Una isla hay luego en el proceloso mar delante de Egipto, Faros la llaman. Plutarco supuso que este verso del canto 4 de la Odisea fue el elegido por Homero para recordarle a Alejandro Magno el lugar donde debía situarse la más célebre de las ciudades que llevarían su nombre. Pese al insistente prodigio, su muerte prematura le impediría verla, aunque aquella utopía diseñada según el modelo ático se convertiría en el símbolo del espíritu panhelénico y centro de la cultura del mundo antiguo con los Ptolomeos, dinastía que heredó Egipto, lugar donde reinaron como faraones hasta los tiempos de Julio César y Cleopatra.
Trescientos años antes de que el filósofo Dion de Prusa pintara a los alejandrinos como gente que carecía de interés en nada que no fueran los conciertos de cítara y las carreras de caballos, Alejandro IV de Macedonia y su sucesor, Ptolomeo I Sóter, habían erigido sobre una loma en el Delta del Nilo una urbe, Alejandría, que desde los primeros tiempos enorgullecía a sus habitantes y deslumbraba al mundo conocido. Sus bibliotecas –en plural, pues con el tiempo fueron dos- promovieron la helenización de una población multiétnica y cosmopolita, además de alcanzar un prestigio que difundía la magnificencia del poder del monarca, al que se presentaba como el libertador frente a los persas y el mecenas de los sabios del Mediterráneo que llegaban para trabajar en la producción intelectual del Estado y a expensas de éste. Acumulación de textos e influencias que los griegos usaron como instrumento político de gobierno y que generaría una nueva dinámica del saber más allá de las fronteras del mundo greco-romano, como sugiere Canfora.

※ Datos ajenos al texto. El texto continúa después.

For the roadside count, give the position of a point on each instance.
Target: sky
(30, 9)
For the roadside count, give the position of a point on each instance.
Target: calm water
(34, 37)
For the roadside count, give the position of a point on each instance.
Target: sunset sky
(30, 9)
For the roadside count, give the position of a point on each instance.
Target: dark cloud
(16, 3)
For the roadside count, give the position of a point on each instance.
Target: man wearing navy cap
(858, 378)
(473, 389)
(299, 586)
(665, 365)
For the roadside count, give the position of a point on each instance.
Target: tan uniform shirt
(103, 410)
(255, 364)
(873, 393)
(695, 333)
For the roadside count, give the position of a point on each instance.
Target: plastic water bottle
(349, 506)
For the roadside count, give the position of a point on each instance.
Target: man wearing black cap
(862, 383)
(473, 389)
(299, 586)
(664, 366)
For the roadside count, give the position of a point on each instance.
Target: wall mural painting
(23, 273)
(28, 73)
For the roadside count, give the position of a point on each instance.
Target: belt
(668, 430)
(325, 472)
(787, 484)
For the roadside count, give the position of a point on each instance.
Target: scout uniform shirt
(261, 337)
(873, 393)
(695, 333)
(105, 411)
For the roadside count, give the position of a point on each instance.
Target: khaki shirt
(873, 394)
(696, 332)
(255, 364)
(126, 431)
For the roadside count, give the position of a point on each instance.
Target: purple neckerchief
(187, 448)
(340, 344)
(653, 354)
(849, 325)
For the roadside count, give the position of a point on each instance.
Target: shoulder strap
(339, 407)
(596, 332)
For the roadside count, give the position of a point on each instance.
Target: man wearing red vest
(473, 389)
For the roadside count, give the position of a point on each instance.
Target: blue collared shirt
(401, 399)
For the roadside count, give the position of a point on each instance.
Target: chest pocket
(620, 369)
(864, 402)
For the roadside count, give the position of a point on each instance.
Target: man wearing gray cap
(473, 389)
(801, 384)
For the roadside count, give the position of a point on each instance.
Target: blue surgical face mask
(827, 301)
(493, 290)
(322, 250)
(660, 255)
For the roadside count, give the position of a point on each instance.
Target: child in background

A partir del quinto de los Ptolomeo -siglo II a.C-, la monarquía declinó, el patronazgo de la biblioteca por el monarca fue disminuyendo con el irremediable deterioro de los fondos y la dispersión de los eruditos. Un siglo después, César asaltó el puerto de Alejandría, quemando las naves de Ptolomeo XIII, que se había aliado con Pompeyo en la Guerra Civil que los romanos mantenían. Este incendio, narrado por el propio César en su Guerra Civil, ha servido para alumbrar una conjetura que se ha tomado por cierta, la de que el incendio de las naves se había propagado a la ciudad, destruyendo la Gran Biblioteca.
Fuente de identidad y garantía de diversidad cultural, la historia de la Gran Biblioteca de Alejandría forma parte de una categoría exclusiva de mitos universales que sugestionan el imaginario colectivo por su carácter civilizador, historias refractarias a la crítica que revelan la grandeza del conocimiento, pero que, al mismo tiempo, advierte sobre su fragilidad ante la barbarie. Y es que, como ocurre en el relato de Voltaire en el que los filósofos Descartes y Locke discuten de forma acalorada acerca de la importancia de los recuerdos, desde el albor de la civilización destruir la memoria se intenta conseguir mediante la destrucción de las bibliotecas. Sean los de la Biblioteca Nacional de Phnom Penh, la Nasser Khosrow afgana o la misteriosa biblioteca de la Abadía de Melk. Poco importa que los contemporáneos de César no mencionen la Gran Biblioteca, que por entonces su capacidad estuviese francamente mermada o que muchos la relacionen con Hypatia. Es el símbolo del conocimiento universal, el que siempre sucumbe a la ambición del hombre y a la destrucción del fuego.